State Election Director Gary Poser, center, representatives for Republican incumbent Norm Coleman and Democrat Al Franken, and other election officials discuss disputed ballots to wrap up the first phase of the Senate recount way back on Dec. 5 in Buffalo, Minn.

Minnesotans have been parodied for their politeness, but the state’s Senate race seems to get nastier and nastier. With Al Franken taking a sliver of a lead by most estimates, the bitter recount battle halted Monday as both sides made a scene in Secretary of State Mark Ritchie’s office.

Franken has won a number of key legal skirmishes, and now Norm Coleman’s camp appears to be stalling while it searches for a viable route back to the Senate.


Minneapolis Star Tribune:

With a Minnesota Supreme Court-imposed deadline approaching and the sniping among lawyers increasing, the U.S. Senate recount stalled today as the campaigns for Sen. Norm Coleman and Democrat Al Franken remained far apart on an agreement on improperly rejected absentee ballots.

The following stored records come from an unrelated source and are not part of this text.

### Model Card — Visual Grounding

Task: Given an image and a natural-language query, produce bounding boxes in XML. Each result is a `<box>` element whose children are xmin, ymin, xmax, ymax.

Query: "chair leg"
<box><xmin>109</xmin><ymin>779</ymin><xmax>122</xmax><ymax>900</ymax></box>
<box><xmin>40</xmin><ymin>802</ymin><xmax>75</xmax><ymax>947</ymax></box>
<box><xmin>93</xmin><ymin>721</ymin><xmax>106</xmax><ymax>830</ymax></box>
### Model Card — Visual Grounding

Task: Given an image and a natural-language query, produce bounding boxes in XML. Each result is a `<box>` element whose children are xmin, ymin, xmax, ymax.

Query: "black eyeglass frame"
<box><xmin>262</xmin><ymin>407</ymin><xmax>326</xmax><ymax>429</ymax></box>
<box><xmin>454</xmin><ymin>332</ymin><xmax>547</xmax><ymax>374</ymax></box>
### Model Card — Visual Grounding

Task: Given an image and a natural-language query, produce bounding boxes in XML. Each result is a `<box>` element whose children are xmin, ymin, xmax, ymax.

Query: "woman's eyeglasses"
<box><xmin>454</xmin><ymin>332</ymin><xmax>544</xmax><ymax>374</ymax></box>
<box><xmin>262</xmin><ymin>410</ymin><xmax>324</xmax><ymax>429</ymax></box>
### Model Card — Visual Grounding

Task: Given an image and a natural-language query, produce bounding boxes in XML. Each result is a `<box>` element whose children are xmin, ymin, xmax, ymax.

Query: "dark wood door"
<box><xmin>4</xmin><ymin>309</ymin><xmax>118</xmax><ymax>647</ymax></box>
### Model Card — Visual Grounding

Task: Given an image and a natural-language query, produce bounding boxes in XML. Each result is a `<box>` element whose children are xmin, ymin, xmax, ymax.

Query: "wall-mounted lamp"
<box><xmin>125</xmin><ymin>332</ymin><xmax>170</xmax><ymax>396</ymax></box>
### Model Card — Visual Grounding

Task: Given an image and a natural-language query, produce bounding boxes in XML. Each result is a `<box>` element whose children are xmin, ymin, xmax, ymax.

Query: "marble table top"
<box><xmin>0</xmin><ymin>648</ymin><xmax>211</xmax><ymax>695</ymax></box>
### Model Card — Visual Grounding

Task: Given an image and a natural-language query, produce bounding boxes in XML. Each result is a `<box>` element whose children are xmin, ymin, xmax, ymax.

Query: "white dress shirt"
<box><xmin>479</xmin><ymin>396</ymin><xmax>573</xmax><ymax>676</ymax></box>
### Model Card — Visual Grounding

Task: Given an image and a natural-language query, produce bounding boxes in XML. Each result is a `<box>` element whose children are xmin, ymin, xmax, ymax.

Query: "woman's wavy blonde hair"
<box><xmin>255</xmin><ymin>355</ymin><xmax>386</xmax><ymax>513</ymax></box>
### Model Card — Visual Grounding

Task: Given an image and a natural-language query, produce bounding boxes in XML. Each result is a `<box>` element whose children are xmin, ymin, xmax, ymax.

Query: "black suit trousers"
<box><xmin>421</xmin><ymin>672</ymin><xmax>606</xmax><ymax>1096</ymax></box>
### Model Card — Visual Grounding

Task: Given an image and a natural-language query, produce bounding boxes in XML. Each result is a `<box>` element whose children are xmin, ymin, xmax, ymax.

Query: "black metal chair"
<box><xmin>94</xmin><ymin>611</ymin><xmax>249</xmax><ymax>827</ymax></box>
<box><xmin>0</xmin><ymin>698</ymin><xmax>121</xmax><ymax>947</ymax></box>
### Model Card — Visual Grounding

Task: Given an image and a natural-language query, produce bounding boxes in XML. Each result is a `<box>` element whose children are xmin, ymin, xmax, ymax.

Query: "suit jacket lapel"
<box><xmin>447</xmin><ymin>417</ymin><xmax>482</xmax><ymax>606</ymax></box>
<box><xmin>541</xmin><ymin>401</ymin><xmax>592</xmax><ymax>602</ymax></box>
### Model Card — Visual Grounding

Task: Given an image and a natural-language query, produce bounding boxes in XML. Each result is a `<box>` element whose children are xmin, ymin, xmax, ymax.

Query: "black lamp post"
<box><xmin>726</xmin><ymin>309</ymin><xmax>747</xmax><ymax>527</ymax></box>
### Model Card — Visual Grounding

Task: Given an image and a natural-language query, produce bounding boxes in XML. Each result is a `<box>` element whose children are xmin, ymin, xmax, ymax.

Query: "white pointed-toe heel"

Lawyers for the two campaigns publicly bickered this morning at a meeting held by Secretary of State Mark Ritchie’s office, with the Franken campaign saying Coleman did little over the weekend to help reach an agreement over how many of the disputed ballots should be counted. While the Franken campaign said Saturday it wanted to count all 1,346 absentee ballots that local officials have determined were improperly rejected, lawyers for Coleman said today they had agreed to 136 of the ballots but would release a list containing “lots, lots more” later today.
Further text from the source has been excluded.